I'm talkin enough for the both of us, when will you see its not so easy for me...

Apr 25, 2005 17:06


Public update:

I'm taking my drive for my license next monday...I'm nervous as hell...I'm sure I'll do fine though. Me n my dad are going to practice parallel parking and all that fun stuff tonight. Life is going very very very good right now. I'm happier then I have been in a long time....it feels great. Yesterday was extra fun just hanging out with some of my friends on a hot day, making some good times n all that. I can't wait for this saturday, opening day of fishing season. Getting to hang out with a bunch of friends and just playing out in the sun all day (it better be sunny). I dont really know what else to say...I just stayed home alone for the weekend for the first time while my parents went on a boat club cruise. It wasn't anything too special, it was a lot more lonely then i thought it'd be, lol, but it was fun all the same.
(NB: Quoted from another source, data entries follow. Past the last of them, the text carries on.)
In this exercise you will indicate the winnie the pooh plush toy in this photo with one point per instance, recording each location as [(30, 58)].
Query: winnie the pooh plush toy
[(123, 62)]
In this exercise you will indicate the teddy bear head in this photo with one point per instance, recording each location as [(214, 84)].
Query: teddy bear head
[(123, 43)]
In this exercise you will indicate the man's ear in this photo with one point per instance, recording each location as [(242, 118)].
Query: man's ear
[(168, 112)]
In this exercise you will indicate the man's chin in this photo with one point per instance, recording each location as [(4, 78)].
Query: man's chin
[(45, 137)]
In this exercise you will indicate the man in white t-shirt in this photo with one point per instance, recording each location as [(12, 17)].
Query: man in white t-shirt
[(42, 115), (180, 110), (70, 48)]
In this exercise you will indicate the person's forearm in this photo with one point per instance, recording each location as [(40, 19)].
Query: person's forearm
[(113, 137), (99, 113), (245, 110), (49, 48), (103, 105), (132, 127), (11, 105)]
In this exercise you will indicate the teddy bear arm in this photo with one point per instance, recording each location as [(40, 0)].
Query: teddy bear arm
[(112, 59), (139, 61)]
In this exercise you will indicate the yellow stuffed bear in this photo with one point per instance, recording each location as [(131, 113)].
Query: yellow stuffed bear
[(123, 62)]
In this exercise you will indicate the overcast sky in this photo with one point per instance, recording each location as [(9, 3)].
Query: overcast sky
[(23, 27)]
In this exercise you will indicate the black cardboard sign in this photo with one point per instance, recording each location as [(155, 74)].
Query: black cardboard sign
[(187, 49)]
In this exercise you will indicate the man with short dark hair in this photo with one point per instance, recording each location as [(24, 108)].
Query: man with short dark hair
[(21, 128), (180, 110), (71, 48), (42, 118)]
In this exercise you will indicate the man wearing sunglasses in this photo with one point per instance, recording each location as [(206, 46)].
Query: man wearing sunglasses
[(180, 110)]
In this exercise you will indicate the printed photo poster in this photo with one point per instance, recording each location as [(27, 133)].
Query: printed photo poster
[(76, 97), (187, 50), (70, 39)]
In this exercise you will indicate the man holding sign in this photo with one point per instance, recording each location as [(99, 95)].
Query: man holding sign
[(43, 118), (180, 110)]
Courtney i promise we'll hang out, dont fret bigfoot!! lol...Okay well I'm gunna go work on my biology stuff

Three sleepless nights,
this isn't how its supposed to be.
But you are so good at
taking your time to get back to me.

I will wait for you forever,
if you would just ask me.
I thought that I could change you
but you changed me.

But it doesn't feel right,
holding someone else's hand.
Together on phone line,
and living at two opposite ends.

It scares me to think,
that you could find takers other than me
and better than me.

But you're head is elsewhere,
and I’m talking enough for both of us.
When will you see it's not (it’s not) so easy for me
you’re careless, and whispered, insulting, and bruising.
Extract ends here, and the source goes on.